Rich Heuser, chief of operations for Eureka Fire Rescue EMS in Tarentum, said, while the legislation isn't a "cure-all" to all the problems facing the EMS industry, it will help his organization.
But, by how much remains to be seen.
Heuser estimates his agency will respond to roughly 3,300 billable calls this year, and, of those, about 450 stand a chance of applying to the bill. He wasn't able to say how much the agency might be able to recoup from the legislation.
"I hope that this passes the full House and gets signed into law," he said. "I believe it will. It will help somewhat. Certainly, it's a step in the right direction."
Larry Davis, business manager for New Kensington's Ambulance Service, said the legislation is long overdue. He also couldn't say how much the bill might recoup for the service, but indicated that it "should help us some."
"It should have been done a long time ago," he said. "Every little bit helps these small ambulance services to get money in."
The New Ken service runs about 5,000 calls a year. About 90 to 95 percent of their patients go to the hospital, but paramedics have been performing more on-scene treatments than in years past, something Davis attributes that to better training and a spike in drug overdoses.
"If you got somebody that cut their finger, or something like that, that doesn't really require stitches, why tie an ambulance up for an hour?" Davis said.
UPMC spokeswoman Gina Pferdehirt said the insurer is reviewing the legislation, and looks forward to working with lawmakers and with EMS providers to ensure the continued availability of these life-saving services. She said UPMC officials "share Senator White's belief that EMS providers provide critically important services to our members and are an asset to our community."

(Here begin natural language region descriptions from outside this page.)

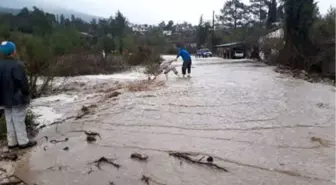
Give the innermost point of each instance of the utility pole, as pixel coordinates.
(213, 32)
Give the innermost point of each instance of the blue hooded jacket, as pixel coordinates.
(184, 54)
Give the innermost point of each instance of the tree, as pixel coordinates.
(170, 25)
(203, 31)
(233, 14)
(299, 18)
(272, 13)
(259, 9)
(120, 27)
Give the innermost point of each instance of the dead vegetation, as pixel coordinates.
(144, 85)
(85, 110)
(102, 160)
(147, 180)
(191, 158)
(319, 140)
(140, 157)
(91, 136)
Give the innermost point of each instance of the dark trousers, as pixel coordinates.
(186, 66)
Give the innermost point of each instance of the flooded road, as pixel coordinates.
(263, 127)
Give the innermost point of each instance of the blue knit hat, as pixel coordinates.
(7, 48)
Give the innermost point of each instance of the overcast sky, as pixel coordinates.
(154, 11)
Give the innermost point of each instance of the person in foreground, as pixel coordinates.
(186, 61)
(14, 97)
(166, 67)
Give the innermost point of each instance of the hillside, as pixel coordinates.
(9, 10)
(14, 7)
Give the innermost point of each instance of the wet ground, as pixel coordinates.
(264, 128)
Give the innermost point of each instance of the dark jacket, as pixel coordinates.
(14, 88)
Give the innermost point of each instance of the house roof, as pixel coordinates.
(229, 44)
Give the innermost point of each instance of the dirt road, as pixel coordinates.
(264, 128)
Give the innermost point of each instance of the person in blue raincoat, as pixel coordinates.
(186, 65)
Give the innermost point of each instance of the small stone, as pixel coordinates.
(5, 150)
(113, 94)
(210, 159)
(141, 157)
(90, 139)
(14, 180)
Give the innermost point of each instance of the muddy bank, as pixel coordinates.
(233, 121)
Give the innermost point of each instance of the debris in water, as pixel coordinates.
(210, 159)
(98, 162)
(9, 156)
(186, 157)
(113, 94)
(146, 179)
(90, 139)
(91, 136)
(319, 140)
(138, 156)
(85, 110)
(322, 105)
(90, 133)
(59, 141)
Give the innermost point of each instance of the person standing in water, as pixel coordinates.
(186, 65)
(14, 96)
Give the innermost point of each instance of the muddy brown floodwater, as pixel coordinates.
(264, 128)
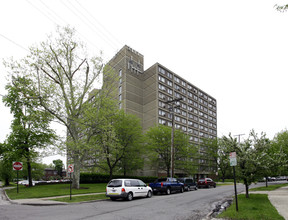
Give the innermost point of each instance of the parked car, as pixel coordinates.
(206, 182)
(26, 182)
(127, 189)
(189, 183)
(167, 185)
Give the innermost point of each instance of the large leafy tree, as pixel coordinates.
(6, 158)
(116, 138)
(30, 125)
(159, 143)
(129, 134)
(58, 165)
(63, 76)
(279, 153)
(218, 151)
(251, 157)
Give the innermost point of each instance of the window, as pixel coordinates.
(162, 79)
(162, 113)
(177, 79)
(120, 76)
(161, 96)
(161, 87)
(161, 70)
(161, 104)
(170, 75)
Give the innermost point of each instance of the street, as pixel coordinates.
(180, 206)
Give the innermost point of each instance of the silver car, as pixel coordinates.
(127, 189)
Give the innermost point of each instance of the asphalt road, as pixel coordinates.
(180, 206)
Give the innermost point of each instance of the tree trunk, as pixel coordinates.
(7, 180)
(246, 188)
(110, 173)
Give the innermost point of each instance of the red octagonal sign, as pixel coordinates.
(17, 166)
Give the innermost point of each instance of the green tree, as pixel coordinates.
(218, 151)
(129, 134)
(58, 165)
(251, 157)
(63, 76)
(6, 160)
(30, 125)
(279, 153)
(116, 138)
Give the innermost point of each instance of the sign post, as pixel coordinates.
(233, 163)
(17, 166)
(70, 171)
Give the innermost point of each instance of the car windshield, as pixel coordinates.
(115, 183)
(161, 180)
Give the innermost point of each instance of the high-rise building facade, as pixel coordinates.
(145, 93)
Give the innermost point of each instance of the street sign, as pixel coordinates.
(233, 160)
(17, 166)
(70, 168)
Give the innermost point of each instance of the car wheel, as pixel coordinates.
(130, 196)
(168, 191)
(149, 194)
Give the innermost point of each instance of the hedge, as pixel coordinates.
(104, 178)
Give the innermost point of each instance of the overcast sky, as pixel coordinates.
(236, 51)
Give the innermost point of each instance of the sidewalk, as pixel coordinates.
(278, 198)
(38, 201)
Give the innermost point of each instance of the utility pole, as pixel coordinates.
(235, 188)
(239, 137)
(171, 109)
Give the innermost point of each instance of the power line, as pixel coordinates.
(14, 42)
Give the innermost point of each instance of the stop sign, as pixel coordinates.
(17, 166)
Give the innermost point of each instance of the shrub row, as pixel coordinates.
(104, 178)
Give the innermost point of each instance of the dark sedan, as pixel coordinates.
(206, 182)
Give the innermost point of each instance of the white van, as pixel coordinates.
(127, 189)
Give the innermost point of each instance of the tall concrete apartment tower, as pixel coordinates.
(145, 93)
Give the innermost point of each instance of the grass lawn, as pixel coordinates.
(257, 207)
(269, 188)
(40, 191)
(82, 198)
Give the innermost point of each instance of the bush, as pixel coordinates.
(104, 178)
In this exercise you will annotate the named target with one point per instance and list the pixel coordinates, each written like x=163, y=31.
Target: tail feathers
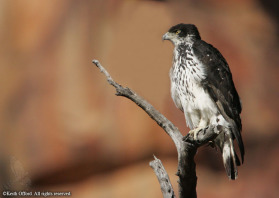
x=230, y=159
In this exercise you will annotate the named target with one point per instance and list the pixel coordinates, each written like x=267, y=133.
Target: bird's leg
x=194, y=132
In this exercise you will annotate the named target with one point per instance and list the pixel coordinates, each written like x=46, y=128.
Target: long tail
x=230, y=159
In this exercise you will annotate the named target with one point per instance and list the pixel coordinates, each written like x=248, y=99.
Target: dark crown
x=186, y=29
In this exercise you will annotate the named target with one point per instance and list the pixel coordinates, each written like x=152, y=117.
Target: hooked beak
x=166, y=36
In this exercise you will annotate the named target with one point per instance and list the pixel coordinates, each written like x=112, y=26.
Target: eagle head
x=182, y=33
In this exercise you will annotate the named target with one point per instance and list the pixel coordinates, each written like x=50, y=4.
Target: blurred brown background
x=68, y=131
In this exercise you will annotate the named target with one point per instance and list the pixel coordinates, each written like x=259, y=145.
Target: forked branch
x=186, y=146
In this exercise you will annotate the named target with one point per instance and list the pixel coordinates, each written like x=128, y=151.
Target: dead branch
x=186, y=146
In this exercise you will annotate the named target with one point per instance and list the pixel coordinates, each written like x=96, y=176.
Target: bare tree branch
x=186, y=146
x=163, y=178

Aaron Billger, a spokesman for insurer Highmark Inc., said Highmark sees all of its community- and facility-based EMS providers as critical partners, and has been working with the Allegheny Health Network and the EMS community to define the appropriate quality and care standards that should be in place for a program providing coverage for EMS treatment without transport to a health care facility.
Colin Day is a spokesman for the Pennsylvania Department of Human Services, which is responsible for coordinating Medicaid benefits for patients in the state.
Day said, while the department understands the issues facing EMS providers and that EMS providers play an essential role in the health care system, the federal Medicaid program does not pay for ambulance transportation services when EMS agencies offer treatment without transportation, so federal funding would not be available for such services.
When, and if, the Senate bill actually becomes law and how much money it could mean for financially-strapped EMS agencies is unclear.
Joe Pittman, White's Chief of Staff, said the bill now goes to the state House for action. He had no indication when, or if, that might occur.
White said the state House passed a similar measure in May, known as House Bill 1013, but that bill doesn't include the Medicaid component.
"My bill has the same intent, but takes an additional step and improves upon it by including Medicaid reimbursements," he said. "That further levels the playing field and provides greater support for Pennsylvania's EMS crews and the good work they provide for our citizens."